REPUBLIKA.CO.ID, JAKARTA -- Direktur Pengendalian Kerusakan Perairan Darat Kementerian Lingkungan Hidup dan Kehutanan (KLHK) Sakti Hadengganan menilai, perlu pengembangan model Public-Private Partnership (kerja sama pemerintah-swasta) atau pola insentif lainnya untuk mengendaikan kerusakan perairan darat (semua bentuk air yang berada di daratan). Prinsipnya, pemanfaatan sumber daya alam oleh swasta harus diiringi dengan urun daya untuk meningkatkan daya dukung dan daya tampung lingkungan.
Pola insentif ini memungkinkan banyak pihak terlibat dalam gerakan massal. Mereka terdiri atas multipihak, multisektor dan multidisiplin ilmu dari berbagai lapisan yang saling bahu-membahu dalam pengawetan dan perlindungan lingkungan. "Tanpa pelibatan para pihak, khususnya pelaku usaha yang telah menikmati jasa lingkungan, maka pemulihan kerusakan sumber daya alam khususnya rehabilitasi lahan akan memerlukan waktu yang cukup panjang," ujarnya dalam siaran pers, Kamis (4/10).
Sakti menambahkan, permasalahan kerusakan perairan darat menjadi perhatian pemerintah akibat kondisi ketersediaan air saat ini.

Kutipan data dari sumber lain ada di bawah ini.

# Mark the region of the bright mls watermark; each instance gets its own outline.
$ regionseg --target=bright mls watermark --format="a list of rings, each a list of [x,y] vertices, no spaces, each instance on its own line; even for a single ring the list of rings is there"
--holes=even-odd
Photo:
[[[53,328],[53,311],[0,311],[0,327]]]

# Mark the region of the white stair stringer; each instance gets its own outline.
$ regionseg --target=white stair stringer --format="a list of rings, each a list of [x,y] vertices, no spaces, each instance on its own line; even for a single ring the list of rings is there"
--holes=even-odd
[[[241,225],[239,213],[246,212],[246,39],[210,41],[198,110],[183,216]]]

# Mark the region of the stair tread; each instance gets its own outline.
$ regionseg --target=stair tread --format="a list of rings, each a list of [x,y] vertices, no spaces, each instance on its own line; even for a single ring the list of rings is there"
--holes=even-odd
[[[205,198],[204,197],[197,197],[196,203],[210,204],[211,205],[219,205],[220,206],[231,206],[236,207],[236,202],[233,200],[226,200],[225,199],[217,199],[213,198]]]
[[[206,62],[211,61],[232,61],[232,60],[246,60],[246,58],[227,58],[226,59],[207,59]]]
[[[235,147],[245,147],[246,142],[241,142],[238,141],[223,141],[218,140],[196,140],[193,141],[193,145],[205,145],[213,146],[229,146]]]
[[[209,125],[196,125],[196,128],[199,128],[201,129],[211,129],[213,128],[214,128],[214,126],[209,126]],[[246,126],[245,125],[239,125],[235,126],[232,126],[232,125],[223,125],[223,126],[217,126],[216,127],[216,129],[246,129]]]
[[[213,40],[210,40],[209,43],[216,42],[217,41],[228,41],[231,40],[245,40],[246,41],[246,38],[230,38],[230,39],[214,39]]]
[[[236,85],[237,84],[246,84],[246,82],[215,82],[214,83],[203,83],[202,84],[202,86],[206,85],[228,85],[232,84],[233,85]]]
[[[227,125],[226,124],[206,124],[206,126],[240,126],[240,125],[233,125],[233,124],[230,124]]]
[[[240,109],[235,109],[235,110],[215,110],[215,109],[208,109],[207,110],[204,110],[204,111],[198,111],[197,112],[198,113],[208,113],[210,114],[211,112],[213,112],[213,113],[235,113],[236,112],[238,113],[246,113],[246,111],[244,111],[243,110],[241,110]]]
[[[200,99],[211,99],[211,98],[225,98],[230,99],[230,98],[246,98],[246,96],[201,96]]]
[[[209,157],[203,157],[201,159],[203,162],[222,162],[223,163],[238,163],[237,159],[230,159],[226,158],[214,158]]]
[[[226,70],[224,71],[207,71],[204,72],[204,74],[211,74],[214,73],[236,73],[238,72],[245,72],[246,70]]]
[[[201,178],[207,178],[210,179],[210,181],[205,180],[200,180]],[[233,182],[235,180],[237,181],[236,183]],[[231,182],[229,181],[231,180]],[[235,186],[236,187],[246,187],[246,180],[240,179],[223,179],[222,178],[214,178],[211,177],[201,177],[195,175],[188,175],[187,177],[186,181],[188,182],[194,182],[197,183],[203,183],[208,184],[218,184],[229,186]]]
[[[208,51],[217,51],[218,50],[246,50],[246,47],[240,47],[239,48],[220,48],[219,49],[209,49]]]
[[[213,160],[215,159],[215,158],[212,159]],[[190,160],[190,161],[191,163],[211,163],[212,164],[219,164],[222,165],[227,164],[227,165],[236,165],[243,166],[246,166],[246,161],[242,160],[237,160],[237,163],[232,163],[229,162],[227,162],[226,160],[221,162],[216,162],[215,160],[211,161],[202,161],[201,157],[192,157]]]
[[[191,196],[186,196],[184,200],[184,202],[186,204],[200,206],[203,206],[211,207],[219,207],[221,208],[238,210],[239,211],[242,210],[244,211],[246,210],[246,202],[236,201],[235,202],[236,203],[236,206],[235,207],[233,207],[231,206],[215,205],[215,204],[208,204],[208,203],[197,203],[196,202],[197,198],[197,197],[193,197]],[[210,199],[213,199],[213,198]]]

Beberapa pulau menunjukkan kondisi kritis ketersediaan air.
Menurut data Badan Perencanaan Pembangunan Nasional (BAPPENAS) tahun 2010, pulau yang berada dalam kondisi defisit air adalah Pulau Jawa, Pulau Bali dan Nusa Tenggara dalam kondisi kritis. Pulau yang masih dalam keadaan surplus adalah Pulau Kalimantan.
Staf Ahli Menteri LHK Bidang Ekonomi Sumberdaya Hutan Laksmi Wijayanti menuturkan, salah satu cara untuk melibatkan berbagai pihak dalam mengendalikan kerusakan perairan darat diantaranya melalui Imbal Jasa Lingkungan (IJL). Imbal Jasa Lingkungan (IJL) ini diatur dalam Peraturan Pemerintah No. 46 Tahun 2017 tentang Instrumen Ekonomi Lingkungan Hidup (IELH).
IELH adalah seperangkat kebijakan ekonomi untuk mendorong pemerintah pusat, pemerintah daerah, atau setiap orang ke arah pelestarian fungsi lingkungan hidup. Dorongan ini terdiri dari pengaturan perencanaan pembangunan dan kegiatan ekonomi. IJL ini telah diimplementasikan di Kabupaten Lombok Barat, Kab. Kuningan dan Cirebon serta di DAS Cidanau, Serang.
Dengan penerapan IJL ini, Laksmi menambahkan, pengelolaan air antar wilayah dan antar pengguna tersebut telah memberikan manfaat bagi upaya penanganan pengendalian kerusakan perairan darat. "Penerapan IJL ini memerlukan partisipasi berbagai pihak sebagai penyedia, pemanfaatan dan fasilitator," tuturnya.
Saat ini, KLHK sedang menyusun Peraturan Menteri LHK yang mengatur pengendalian kerusakan perairan darat melalui Pulic-Private Partnership (PPP), Imbal Jasa Lingkungan dan Pola-Pola Insentif Hulu-Hilir.